A genomic analysis of the Wuhan coronavirus has led a research team from Chinese Academy of Science to identify bats as the likely source of the ongoing outbreak. As reported in Nature this week, the investigators studied bronchoalveolar lavage fluid samples from seven patients with severe pneumonia, six of whom were seafood workers at the market in Wuhan where the outbreak began, and obtained full-length genome sequences from five of the individuals. They find that the sequences are almost identical to each other, share nearly 80 percent sequence identity with SARS coronaviruses. Further, the scientists find that the Wuhan coronavirus sequence is 96 percent identical at the whole-genome level to a bat coronavirus. They also discover that the Wuhan coronavirus infects cells through the same route as SARS coronaviruses, provide details on how the virus is transmitted between people, and suggest that drugs used to combat SARS may be effective against the Wuhan virus.

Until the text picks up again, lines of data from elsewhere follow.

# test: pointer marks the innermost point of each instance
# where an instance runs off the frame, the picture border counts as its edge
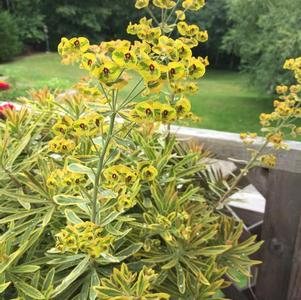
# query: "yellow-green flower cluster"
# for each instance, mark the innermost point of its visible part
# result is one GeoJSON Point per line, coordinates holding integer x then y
{"type": "Point", "coordinates": [62, 179]}
{"type": "Point", "coordinates": [154, 111]}
{"type": "Point", "coordinates": [68, 130]}
{"type": "Point", "coordinates": [84, 237]}
{"type": "Point", "coordinates": [124, 181]}
{"type": "Point", "coordinates": [157, 58]}
{"type": "Point", "coordinates": [295, 66]}
{"type": "Point", "coordinates": [91, 93]}
{"type": "Point", "coordinates": [287, 108]}
{"type": "Point", "coordinates": [169, 4]}
{"type": "Point", "coordinates": [147, 171]}
{"type": "Point", "coordinates": [248, 137]}
{"type": "Point", "coordinates": [268, 160]}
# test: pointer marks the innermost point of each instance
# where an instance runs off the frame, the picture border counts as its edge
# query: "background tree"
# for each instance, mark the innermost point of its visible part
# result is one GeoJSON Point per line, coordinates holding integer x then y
{"type": "Point", "coordinates": [11, 44]}
{"type": "Point", "coordinates": [263, 33]}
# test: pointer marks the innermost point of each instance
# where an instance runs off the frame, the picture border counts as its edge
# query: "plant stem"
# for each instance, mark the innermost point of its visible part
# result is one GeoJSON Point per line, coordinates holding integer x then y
{"type": "Point", "coordinates": [243, 173]}
{"type": "Point", "coordinates": [101, 162]}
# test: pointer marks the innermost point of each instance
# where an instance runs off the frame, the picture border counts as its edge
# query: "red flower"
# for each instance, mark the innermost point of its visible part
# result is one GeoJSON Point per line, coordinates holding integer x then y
{"type": "Point", "coordinates": [4, 86]}
{"type": "Point", "coordinates": [4, 107]}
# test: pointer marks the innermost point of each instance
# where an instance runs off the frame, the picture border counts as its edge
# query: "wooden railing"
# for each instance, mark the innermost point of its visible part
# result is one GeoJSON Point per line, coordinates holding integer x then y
{"type": "Point", "coordinates": [279, 276]}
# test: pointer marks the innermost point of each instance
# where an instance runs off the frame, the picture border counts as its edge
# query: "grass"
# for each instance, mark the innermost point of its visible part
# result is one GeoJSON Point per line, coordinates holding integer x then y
{"type": "Point", "coordinates": [225, 101]}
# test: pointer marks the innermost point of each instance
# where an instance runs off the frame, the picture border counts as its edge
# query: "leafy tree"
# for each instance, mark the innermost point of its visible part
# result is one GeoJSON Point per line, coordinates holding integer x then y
{"type": "Point", "coordinates": [8, 34]}
{"type": "Point", "coordinates": [92, 18]}
{"type": "Point", "coordinates": [264, 34]}
{"type": "Point", "coordinates": [213, 18]}
{"type": "Point", "coordinates": [28, 19]}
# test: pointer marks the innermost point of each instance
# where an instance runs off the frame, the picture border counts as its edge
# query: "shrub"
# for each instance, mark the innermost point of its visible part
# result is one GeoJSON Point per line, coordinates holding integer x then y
{"type": "Point", "coordinates": [11, 44]}
{"type": "Point", "coordinates": [98, 203]}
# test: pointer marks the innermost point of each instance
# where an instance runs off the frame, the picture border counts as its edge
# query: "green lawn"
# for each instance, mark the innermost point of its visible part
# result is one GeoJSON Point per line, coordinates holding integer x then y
{"type": "Point", "coordinates": [225, 101]}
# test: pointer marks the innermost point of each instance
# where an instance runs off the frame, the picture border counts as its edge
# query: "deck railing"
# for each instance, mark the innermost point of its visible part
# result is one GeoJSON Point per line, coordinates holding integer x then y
{"type": "Point", "coordinates": [279, 276]}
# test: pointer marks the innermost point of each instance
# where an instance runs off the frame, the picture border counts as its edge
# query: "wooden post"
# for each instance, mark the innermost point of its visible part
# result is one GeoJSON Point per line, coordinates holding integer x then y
{"type": "Point", "coordinates": [294, 292]}
{"type": "Point", "coordinates": [280, 229]}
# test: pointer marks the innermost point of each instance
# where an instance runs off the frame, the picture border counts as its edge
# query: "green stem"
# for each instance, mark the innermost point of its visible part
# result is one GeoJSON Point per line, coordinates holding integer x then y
{"type": "Point", "coordinates": [243, 173]}
{"type": "Point", "coordinates": [152, 15]}
{"type": "Point", "coordinates": [101, 163]}
{"type": "Point", "coordinates": [172, 11]}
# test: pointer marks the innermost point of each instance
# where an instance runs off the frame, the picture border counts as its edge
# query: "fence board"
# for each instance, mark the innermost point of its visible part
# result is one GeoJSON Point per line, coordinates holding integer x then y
{"type": "Point", "coordinates": [295, 279]}
{"type": "Point", "coordinates": [280, 229]}
{"type": "Point", "coordinates": [228, 145]}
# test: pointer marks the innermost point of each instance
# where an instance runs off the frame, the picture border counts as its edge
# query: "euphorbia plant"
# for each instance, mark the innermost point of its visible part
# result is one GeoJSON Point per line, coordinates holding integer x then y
{"type": "Point", "coordinates": [96, 200]}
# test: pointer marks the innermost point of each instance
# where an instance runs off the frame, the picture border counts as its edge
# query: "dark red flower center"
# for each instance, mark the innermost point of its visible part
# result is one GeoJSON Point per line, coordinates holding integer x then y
{"type": "Point", "coordinates": [128, 56]}
{"type": "Point", "coordinates": [172, 71]}
{"type": "Point", "coordinates": [165, 113]}
{"type": "Point", "coordinates": [152, 67]}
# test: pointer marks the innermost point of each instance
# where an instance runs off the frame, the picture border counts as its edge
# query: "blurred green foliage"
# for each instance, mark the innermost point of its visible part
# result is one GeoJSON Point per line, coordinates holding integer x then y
{"type": "Point", "coordinates": [264, 33]}
{"type": "Point", "coordinates": [10, 43]}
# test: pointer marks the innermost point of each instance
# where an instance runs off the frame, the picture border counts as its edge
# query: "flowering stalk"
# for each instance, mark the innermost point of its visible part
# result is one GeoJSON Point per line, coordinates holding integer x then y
{"type": "Point", "coordinates": [287, 111]}
{"type": "Point", "coordinates": [102, 155]}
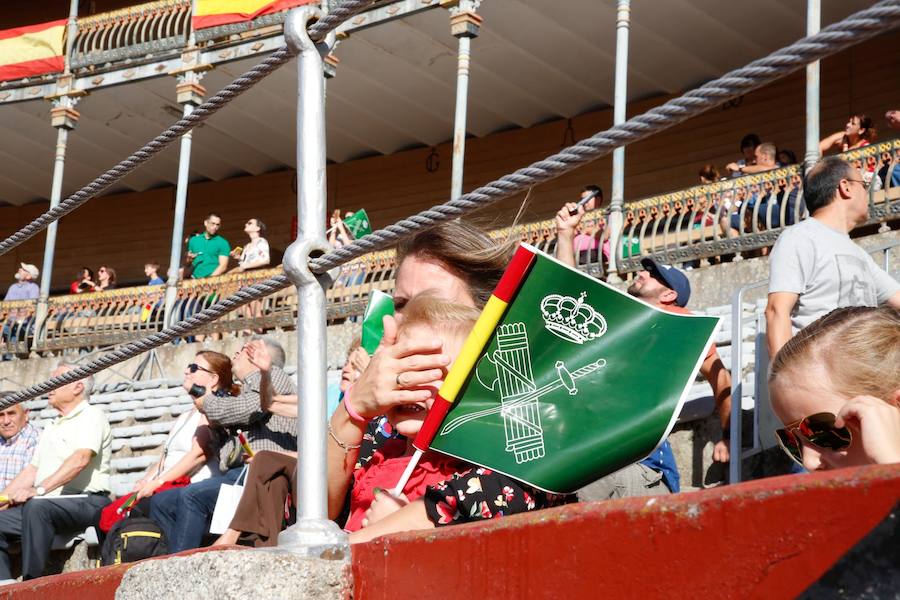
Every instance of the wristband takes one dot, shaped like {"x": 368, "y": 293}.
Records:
{"x": 354, "y": 416}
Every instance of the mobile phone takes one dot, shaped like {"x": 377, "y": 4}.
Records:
{"x": 582, "y": 202}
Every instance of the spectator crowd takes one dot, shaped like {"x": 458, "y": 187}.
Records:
{"x": 833, "y": 332}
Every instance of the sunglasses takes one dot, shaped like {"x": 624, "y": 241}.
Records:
{"x": 194, "y": 367}
{"x": 817, "y": 430}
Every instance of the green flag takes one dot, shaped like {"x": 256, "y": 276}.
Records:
{"x": 358, "y": 224}
{"x": 380, "y": 304}
{"x": 577, "y": 379}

New single-cell genomic technologies hold great potential for developing next-generation immunotherapies and will likely become an essential tool for drug development in the near future, a trio of Weizmann Institute of Science researchers write in this week's Nature Medicine. In their Perspective piece, the group provides an overview of emerging single-cell technologies and the impact they can have on target identification and immunotherapy development, particularly in cancer. "Single-cell genomic technologies have transformed the ability to examine heterogeneous tissues and complex processes," they write. "Utilization of these technologies in drug-development pipelines for immunotherapies will dramatically enhance the ability to discover new target molecules, characterize the cells and pathways targeted by these agents, and facilitate rational design of the most effective agents."
A new bioinformatic method that uses nucleotide count to identify cancer driver genes is reported in Nature Genetics this week. Developed by a Harvard Medical School-led team, the approach uses mutations in unusual nucleotide contexts in combination with established sources for driver gene discovery. By applying it to whole-exome sequencing data from 11,873 tumor-normal pairs, the team was able to identify 460 driver genes that clustered into 21 cancer-related pathways. "Our study," the team says, "provides a resource of driver genes across 28 tumor types with additional driver genes identified according to mutations in unusual nucleotide contexts."